Jeśli nie znasz tematu, to w dużym skrócie – w kolarstwie, w sporcie, w rozwoju osobistym, periodyzacja treningu będzie miała kluczowe znaczenie. To planowanie treningu w kierunku celu i efektu poprzez podzielenie go na poszczególne okresy, aby podając odpowiednie bodźce treningowe zachować odpowiedni balans pomiędzy zmęczeniem a odpoczynkiem, w kierunku zmian, wzrostu formy i możliwości osoby trenującej.
Obserwując procesy adaptacyjne do bodźców możemy planować i decydować o niezbędnej regeneracji, bo to właśnie wtedy zachodzą zmiany.
Tak jak mówię osobom trenującym kolarstwo, to nie w czasie mocnego treningu rośnie twoja forma, to w czasie twojej regeneracji stajesz się mocniejszy, wtedy kiedy właśnie odpoczywasz.
Podobnie jest u mnie na sesjach coachingowych, to nie w czasie sesji dokonujesz zmiany w swoim życiu, te zmiany zachodzą pomiędzy sesji.
Proces w czasie jest najważniejszy, we własnym i stałym rytmie, krok po kroku, dlatego też odpowiednie sterowanie treningiem jest kluczowe w kolarstwie i rozwoju.

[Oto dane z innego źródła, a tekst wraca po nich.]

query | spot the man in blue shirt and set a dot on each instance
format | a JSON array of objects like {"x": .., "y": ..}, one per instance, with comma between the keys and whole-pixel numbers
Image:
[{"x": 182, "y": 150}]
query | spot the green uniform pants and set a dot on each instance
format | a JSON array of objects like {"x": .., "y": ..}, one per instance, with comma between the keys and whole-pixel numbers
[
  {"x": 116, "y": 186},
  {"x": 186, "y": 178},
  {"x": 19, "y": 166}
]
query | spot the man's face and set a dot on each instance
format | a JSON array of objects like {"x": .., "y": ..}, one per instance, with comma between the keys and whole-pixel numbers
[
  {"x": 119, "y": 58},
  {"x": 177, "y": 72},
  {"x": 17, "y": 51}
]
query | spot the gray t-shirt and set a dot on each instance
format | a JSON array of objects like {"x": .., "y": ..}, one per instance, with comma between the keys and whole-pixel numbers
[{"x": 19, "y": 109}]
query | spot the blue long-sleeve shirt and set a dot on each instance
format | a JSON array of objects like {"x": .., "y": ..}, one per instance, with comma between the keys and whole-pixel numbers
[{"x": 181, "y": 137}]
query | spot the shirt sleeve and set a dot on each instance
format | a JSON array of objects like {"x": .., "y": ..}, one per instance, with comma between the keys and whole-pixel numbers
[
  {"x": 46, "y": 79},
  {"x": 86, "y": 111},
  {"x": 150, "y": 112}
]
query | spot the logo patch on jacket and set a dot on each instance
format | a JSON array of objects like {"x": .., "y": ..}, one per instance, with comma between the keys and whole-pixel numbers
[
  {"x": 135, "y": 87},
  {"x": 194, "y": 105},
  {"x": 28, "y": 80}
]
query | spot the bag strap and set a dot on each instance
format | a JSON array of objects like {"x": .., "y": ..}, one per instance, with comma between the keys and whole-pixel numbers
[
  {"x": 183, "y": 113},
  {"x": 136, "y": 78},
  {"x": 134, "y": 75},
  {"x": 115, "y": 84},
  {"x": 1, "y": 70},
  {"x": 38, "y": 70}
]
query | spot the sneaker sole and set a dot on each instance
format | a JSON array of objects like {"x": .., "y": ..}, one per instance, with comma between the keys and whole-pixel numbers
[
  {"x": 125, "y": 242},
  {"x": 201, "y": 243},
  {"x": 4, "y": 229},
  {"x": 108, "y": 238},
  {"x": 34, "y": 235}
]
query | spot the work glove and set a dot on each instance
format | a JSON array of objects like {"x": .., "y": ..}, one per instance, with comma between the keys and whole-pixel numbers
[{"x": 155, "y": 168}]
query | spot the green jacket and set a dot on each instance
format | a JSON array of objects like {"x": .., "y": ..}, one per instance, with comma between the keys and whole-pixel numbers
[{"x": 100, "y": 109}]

Jak możemy pracować korzystając z periodyzacji treningu? W zależności od naszego przygotowania, wytrenowania oraz doświadczenia – możemy pracować w modelu liniowym, falującym lub blokowym.
Dalej dobieramy ćwiczenia, ich objętość i intensywność, określamy częstotliwość treningu i działamy.